The manager of the Achill Centre of Contact 4, Mr James Dunlop, said they are very pleased with the progress the centre has made in Achill since it opened in July and the standard among the staff is very high. He said the company was very lucky with the retention rate of staff and feels this is one of the strong attractions of locating call centres in small communities. He noted that in large cities, where call centres can employ up to 700 people, a lot of time is taken up in training, as employees come and go on a regular basis, but in places like Achill the local people see the jobs as long-term ones.
Despite employing nearly 40 people of all ages, James feels the big challenge for Contact 4 in Achill in the coming months is getting more staff to cater for the increasing demand in work.
“The standard of the people we have in general is very high. We only started a few months ago and so far we are pleased with the people we have got, but we need more. The biggest challenge we have here is maintaining the numbers, we are very lucky that the attrition rate is very low, so the people we are getting in are very happy to stay here. We have about 46 desks which can be filled so we have room to expand further, and if we have the people coming through the door we will certainly have work for them. We have more work than people at the moment, which is a good thing, especially when you are looking to the future,” he explained.
While James and his team are generally looking for confident people to work on phones, he finds that once people start getting used to the job they gradually grow into their position. They usually start people on call surveys campaigns before moving them on to telesales where they can gain commission on the amount of sales they make in a week.
“A lot of centres are boring and a that’s a challenge from a management point of view, but the natural resource here is so positive and that is testament to the staff; they do not need a great deal of motivation. I’ve been to a number of call centres and it is very clear there is something missing and that something is motivation to work.”
Mary Boyle from Currane has been working in Contact 4 since it opened in July and, despite not working in a call centre before, she feels she is growing into it and is enjoying the work.
“I attended a call centre course about four years ago, so when the job came I went into it.
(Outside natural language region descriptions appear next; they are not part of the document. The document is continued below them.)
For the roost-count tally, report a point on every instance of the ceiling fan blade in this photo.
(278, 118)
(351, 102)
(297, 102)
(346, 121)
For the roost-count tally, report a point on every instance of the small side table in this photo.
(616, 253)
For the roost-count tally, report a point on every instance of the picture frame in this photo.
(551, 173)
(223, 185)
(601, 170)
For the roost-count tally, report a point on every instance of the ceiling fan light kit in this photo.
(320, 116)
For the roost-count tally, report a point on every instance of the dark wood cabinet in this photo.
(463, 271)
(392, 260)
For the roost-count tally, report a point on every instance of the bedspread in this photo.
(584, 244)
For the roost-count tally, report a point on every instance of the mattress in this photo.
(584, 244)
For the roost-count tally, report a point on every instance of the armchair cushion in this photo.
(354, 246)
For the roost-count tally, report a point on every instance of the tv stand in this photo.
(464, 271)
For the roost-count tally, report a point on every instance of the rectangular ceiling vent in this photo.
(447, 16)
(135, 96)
It was a bit daunting at first but it is grand once you get into it. We had two days training and on the third day we went live and it has gone quite well since. It is a good laugh here, talking to each other between calls. It can be stressful if you take it to heart, but you have to take the good with the bad. I have recommended the job to other people and would continue to recommend it,” said Mary.
Terence Dever of CFAA believes the success of Contact 4 shows that these types of industries are what is needed in Achill and they are in negotiations with Údarás an Gaeltachta with a view to attracting another call centre to the island. He feels Contact 4 will be in Achill for a number of years and believes it will continue to provide the long-term employment for the community.